April has been a dry month here in south Lincolnshire with just 4mm of rain falling, topped off with multiple frosty mornings.
As much as I could complain about this, I shan’t as the dry spell has allowed us to really crack on with the spring planting campaign; although some of the earlier plantings have still been knocked by the frosts despite being under fleece.
Fingers crossed potatoes will be wrapped up by the end of this week, leaving us to focus on the flower drilling and the start of our first outdoor flower harvest of the year. There is never much time sat still before we are on to the next challenge.
This year we have trialled a bed tiller for Grimme which has gone very well and proved to be a reliable bit of kit.

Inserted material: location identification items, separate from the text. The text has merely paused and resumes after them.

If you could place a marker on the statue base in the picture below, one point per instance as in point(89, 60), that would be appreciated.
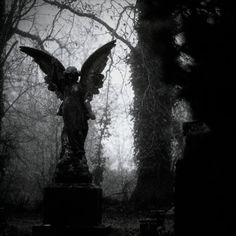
point(73, 209)
point(73, 169)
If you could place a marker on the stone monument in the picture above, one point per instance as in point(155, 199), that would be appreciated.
point(72, 205)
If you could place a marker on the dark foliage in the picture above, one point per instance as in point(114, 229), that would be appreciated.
point(151, 62)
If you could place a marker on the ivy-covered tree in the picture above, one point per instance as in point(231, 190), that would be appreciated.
point(152, 62)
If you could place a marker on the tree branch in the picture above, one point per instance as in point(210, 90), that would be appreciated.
point(93, 17)
point(30, 36)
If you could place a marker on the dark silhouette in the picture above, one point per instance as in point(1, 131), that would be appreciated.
point(75, 108)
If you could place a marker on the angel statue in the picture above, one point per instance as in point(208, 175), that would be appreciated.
point(75, 107)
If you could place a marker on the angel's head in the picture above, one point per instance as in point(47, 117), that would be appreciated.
point(71, 74)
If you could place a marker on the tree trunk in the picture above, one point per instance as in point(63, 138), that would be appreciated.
point(151, 63)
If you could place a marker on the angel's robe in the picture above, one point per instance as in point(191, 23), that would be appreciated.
point(75, 116)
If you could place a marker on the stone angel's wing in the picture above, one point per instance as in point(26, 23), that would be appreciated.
point(91, 78)
point(51, 66)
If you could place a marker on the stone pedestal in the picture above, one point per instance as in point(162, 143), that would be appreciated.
point(72, 210)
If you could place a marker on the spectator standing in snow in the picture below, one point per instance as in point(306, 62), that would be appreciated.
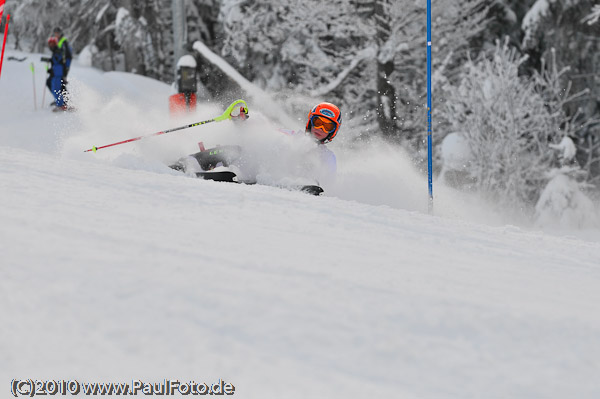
point(65, 50)
point(55, 81)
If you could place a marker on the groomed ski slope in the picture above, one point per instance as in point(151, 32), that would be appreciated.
point(113, 268)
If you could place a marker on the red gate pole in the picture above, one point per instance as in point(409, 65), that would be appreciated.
point(4, 42)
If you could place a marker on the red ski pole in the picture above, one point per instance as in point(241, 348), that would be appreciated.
point(4, 42)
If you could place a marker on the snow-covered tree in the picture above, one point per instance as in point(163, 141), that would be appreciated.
point(509, 123)
point(568, 30)
point(563, 202)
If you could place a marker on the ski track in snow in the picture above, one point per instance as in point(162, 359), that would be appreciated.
point(115, 267)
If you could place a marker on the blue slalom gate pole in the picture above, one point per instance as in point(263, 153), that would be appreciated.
point(429, 156)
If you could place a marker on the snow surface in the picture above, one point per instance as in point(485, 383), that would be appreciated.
point(115, 267)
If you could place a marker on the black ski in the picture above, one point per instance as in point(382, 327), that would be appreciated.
point(226, 176)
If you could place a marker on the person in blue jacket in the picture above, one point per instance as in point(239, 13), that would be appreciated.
point(56, 78)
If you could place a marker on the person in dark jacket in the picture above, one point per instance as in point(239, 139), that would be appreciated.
point(55, 81)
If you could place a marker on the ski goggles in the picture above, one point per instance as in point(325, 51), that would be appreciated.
point(320, 122)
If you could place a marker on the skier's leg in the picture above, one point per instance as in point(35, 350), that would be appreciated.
point(55, 88)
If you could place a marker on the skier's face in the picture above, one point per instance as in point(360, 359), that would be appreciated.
point(322, 127)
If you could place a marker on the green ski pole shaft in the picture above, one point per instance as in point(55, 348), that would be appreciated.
point(226, 115)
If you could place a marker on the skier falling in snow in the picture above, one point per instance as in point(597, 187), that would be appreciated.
point(226, 162)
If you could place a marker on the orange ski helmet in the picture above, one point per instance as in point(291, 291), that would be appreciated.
point(324, 121)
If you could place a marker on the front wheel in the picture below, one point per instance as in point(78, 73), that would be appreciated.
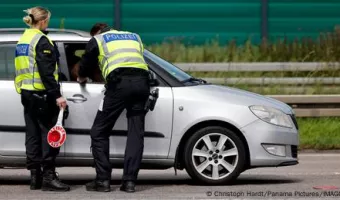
point(214, 155)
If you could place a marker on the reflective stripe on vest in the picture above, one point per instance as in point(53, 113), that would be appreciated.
point(27, 73)
point(119, 49)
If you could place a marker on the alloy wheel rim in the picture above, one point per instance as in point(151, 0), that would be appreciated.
point(215, 156)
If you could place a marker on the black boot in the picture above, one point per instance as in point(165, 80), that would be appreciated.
point(36, 179)
point(99, 186)
point(128, 186)
point(51, 182)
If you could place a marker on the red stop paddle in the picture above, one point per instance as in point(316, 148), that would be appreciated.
point(57, 135)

Over the past year I have worked with Grimme UK to have a flower harvester built which I am extremely excited about and hope to have out in the fields very soon.
Fingers crossed it all goes to plan as it will allow us to be more efficient and rely less on casual labour which, in the current climate, is a very unpredictable resource.
On our first outdoor crop of the year (Sweet Williams) we have previously relied on up to 150 casual staff to crop and bunch in the field. If all goes well, I hope to reduce this number significantly to about 10 people in the field and move bunching to our packhouse.
Sugar beet has been drilled and looks to have gone in well. I am glad it has not emerged yet as the six nights of frost we have faced since could have really damaged the plants.
Wheats have had their second nitrogen application and most of the fields look well. The sprayer’s wheels are being kept turning applying T1s in between sealing potato and flower crops.
Hannah and I did manage to escape the farm to visit a local pub with friends and make the most of the lovely beer garden on a sunny Sunday afternoon recently.
I really do look forward to pubs and restaurants opening again to both support local businesses and also to take a much needed break.
With the May Bank Holiday approaching we plan to close the farm for all three days to allow everyone to let their hair down before silly season arrives.